Friday, 17 May 2013


April 25th is not just St Mark's Day, but, more significantly, La Festa della Liberazione : the final end of Nazi occupation, and the fascist ventennio.

A number of events are planned to mark the occasion, one of which is the percorso della memoria : a walk around the city, to remember some of those Venetians who were martyred during the struggle.

There's a good turnout. There are banners there from the Partito Democratico, the Socialist Party, the Communists, and various trades unions. And, for once, all the various factions seem to get on together in a properly comradely manner, and nobody shouts whatever the Italian word for Splitters! is.

We get issued with red carnations, and a songsheet (yes, a songsheet); and then we're off. The sheer number of people makes it a bit difficult at times. It's a public holiday, the sun is shining, and the streets are packed. It's a bit difficult to get everyone down some of the narrow calli. There are a number of musicians in the party. I feel particularly sorry for the keyboard player who has to set up his stand and his speakers at each stop, prior to dismantling them and hauling them along, with all the speed he can muster, to the next. It reminds me of the film in which Woody Allen appears as the only cello player in a marching band.

A wreath is hung over the commemorative plaque at each site, a few words are spoken in memory, and the Last Post is played; following which the crowd sing one of the partisan anthems. It's very moving, and very stirring. It feels humbling to be part of it.

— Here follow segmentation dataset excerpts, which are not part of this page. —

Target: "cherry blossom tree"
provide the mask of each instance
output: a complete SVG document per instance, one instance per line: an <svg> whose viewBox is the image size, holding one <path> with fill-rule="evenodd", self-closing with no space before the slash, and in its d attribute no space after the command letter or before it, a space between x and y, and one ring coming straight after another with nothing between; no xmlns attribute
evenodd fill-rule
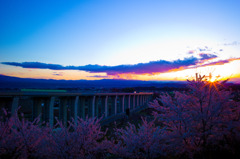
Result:
<svg viewBox="0 0 240 159"><path fill-rule="evenodd" d="M97 118L78 118L77 122L69 122L69 126L64 127L58 121L56 126L59 128L51 133L49 140L49 157L103 158L109 144L99 122Z"/></svg>
<svg viewBox="0 0 240 159"><path fill-rule="evenodd" d="M116 129L110 152L124 158L155 158L165 155L165 134L155 120L148 122L142 118L138 128L131 123L123 129Z"/></svg>
<svg viewBox="0 0 240 159"><path fill-rule="evenodd" d="M188 92L162 93L150 103L166 127L170 150L191 155L219 142L226 146L234 133L239 134L239 103L231 100L224 82L210 82L205 76L188 82Z"/></svg>
<svg viewBox="0 0 240 159"><path fill-rule="evenodd" d="M5 115L7 112L4 110ZM5 120L5 121L4 121ZM34 121L20 120L17 115L0 122L0 156L1 158L38 158L42 156L44 138L49 129L39 126L39 118Z"/></svg>

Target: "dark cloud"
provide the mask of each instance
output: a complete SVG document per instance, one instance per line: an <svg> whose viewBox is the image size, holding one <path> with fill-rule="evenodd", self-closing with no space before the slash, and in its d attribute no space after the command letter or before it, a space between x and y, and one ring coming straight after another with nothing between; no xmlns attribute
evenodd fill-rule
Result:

The walk finishes in the Getto Nuovo, with speeches by the great and the good (the mayor is there, along with the leader of Venice's Jewish community), and a concert by local schoolchildren. Caroline tells me she feels like a proud mum, as she's taught a number of the kids. And some of them - a young violinist and clarinettist in particular - are really very good indeed. She tells me they were her star pupils. In fact, they're so good that the conductor feels able to pop off for a ciggie break and leave them to it at one point.

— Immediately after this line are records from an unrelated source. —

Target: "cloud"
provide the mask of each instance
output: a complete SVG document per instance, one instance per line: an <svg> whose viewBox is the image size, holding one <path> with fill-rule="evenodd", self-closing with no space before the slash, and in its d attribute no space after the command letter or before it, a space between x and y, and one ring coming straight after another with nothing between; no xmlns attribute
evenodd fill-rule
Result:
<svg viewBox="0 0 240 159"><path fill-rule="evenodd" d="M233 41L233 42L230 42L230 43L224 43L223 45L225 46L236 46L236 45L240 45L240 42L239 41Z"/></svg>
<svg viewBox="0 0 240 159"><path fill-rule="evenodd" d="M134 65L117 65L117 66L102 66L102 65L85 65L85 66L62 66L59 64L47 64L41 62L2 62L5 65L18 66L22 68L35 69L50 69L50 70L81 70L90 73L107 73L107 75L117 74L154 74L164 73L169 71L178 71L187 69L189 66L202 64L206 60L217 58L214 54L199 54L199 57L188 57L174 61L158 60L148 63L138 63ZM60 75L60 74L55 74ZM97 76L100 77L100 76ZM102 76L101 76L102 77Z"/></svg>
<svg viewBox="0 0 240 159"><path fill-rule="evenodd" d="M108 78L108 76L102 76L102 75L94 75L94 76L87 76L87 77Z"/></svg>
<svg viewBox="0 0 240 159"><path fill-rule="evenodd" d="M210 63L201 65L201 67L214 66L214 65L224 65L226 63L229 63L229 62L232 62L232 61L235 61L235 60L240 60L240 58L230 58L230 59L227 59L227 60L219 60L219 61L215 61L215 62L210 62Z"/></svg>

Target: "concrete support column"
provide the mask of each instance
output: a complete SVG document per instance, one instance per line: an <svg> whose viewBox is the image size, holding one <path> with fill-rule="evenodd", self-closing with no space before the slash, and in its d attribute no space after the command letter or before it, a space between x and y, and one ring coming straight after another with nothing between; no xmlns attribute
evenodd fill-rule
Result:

Then she points out the Awkward Squad, all of whom have made a bit of a half-arsed effort at looking smart for the occasion. While the good kids get solo spots, the bad lads are at the back, plonking out chords on guitars. The bass player (part Kurt Cobain, part Shaggy from Scooby Doo) noodles around behind them, occasionally pausing to make minute adjustments to effects pedals and amplifiers. I'm not 100% convinced it's actually switched on.

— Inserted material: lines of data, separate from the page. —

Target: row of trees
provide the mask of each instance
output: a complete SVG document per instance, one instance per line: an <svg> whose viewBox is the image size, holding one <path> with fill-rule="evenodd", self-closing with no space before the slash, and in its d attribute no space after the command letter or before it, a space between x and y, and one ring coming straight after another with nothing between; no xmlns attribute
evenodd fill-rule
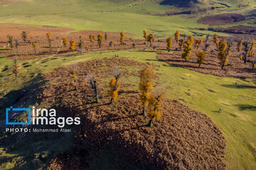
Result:
<svg viewBox="0 0 256 170"><path fill-rule="evenodd" d="M77 90L78 81L78 69L77 66L72 65L68 69L71 83ZM120 68L116 67L112 70L113 77L111 79L110 87L110 105L113 103L113 101L118 97L118 93L120 89L121 84L119 79L122 76L122 71ZM140 91L140 101L142 106L142 114L144 116L149 118L148 126L152 126L152 123L154 119L161 118L161 105L164 98L164 90L161 89L154 89L155 84L155 73L151 65L147 65L144 69L141 71L139 75L139 89ZM92 74L87 74L86 76L86 81L89 88L93 91L95 98L95 103L99 103L98 97L98 86L97 81Z"/></svg>

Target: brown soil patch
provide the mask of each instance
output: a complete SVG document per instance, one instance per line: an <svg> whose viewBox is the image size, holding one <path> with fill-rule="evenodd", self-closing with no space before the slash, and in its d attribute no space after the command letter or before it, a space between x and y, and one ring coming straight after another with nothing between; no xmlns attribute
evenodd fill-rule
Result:
<svg viewBox="0 0 256 170"><path fill-rule="evenodd" d="M55 53L59 50L60 40L68 34L68 31L73 29L66 28L54 28L48 26L31 27L29 25L21 25L14 23L0 23L0 47L7 46L7 35L10 35L14 39L18 39L18 53L16 52L16 47L13 50L8 47L6 50L1 50L0 55L4 55L9 58L18 57L18 59L29 59L49 56ZM21 38L22 31L28 31L28 42L24 42ZM50 33L52 39L52 54L46 38L46 33ZM35 55L32 42L36 42L36 52Z"/></svg>
<svg viewBox="0 0 256 170"><path fill-rule="evenodd" d="M256 27L252 26L232 26L228 28L214 28L214 31L222 32L230 34L240 34L242 35L242 36L246 37L246 34L249 35L256 35ZM235 35L236 36L236 35ZM247 35L247 38L251 38L251 35Z"/></svg>
<svg viewBox="0 0 256 170"><path fill-rule="evenodd" d="M198 21L198 23L208 24L209 26L220 26L231 24L245 19L241 14L235 13L222 13L215 16L208 16Z"/></svg>
<svg viewBox="0 0 256 170"><path fill-rule="evenodd" d="M82 128L75 135L73 151L69 154L76 160L69 161L70 159L60 154L51 161L48 169L85 169L90 162L87 151L93 147L100 152L110 144L118 148L117 153L142 169L146 169L149 164L157 169L225 169L223 162L225 139L204 114L166 99L162 118L154 121L153 128L145 127L149 120L140 115L142 108L139 94L130 89L137 84L139 78L134 84L123 83L128 76L138 77L139 70L145 64L122 58L100 60L99 66L95 62L78 64L78 91L70 85L67 68L60 67L43 76L49 83L43 89L39 99L65 108L69 116L84 115ZM117 101L108 106L109 73L117 65L124 72L120 79L122 88ZM137 69L129 70L127 65ZM93 103L92 93L86 86L84 77L88 73L101 81L99 104Z"/></svg>
<svg viewBox="0 0 256 170"><path fill-rule="evenodd" d="M210 42L209 40L208 42ZM221 69L221 65L217 58L218 51L215 50L216 46L210 42L210 47L206 52L206 58L201 67L198 67L198 64L196 62L197 57L196 53L197 51L202 50L203 46L201 45L199 49L193 47L192 54L186 62L181 58L183 51L174 51L173 54L168 52L159 52L157 58L166 62L171 64L174 64L183 68L188 69L201 73L207 74L212 74L218 76L231 76L240 79L252 78L256 76L256 71L252 69L252 64L250 62L250 59L246 64L241 61L239 55L235 49L232 52L230 57L228 64ZM236 42L234 42L234 46Z"/></svg>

The concert finishes and Caroline says hello to a few of them. I consider having a stiff word with the stroppy ones, but it's a been a lovely, memorable morning and it would be churlish to spoil it. Besides, some of them are bigger than me. And anyway, part of me is a little bit pleased that the guitar is still the rebel's instrument of choice. Less "this guitar kills fascists", more "this guitarist annoys English teachers", perhaps?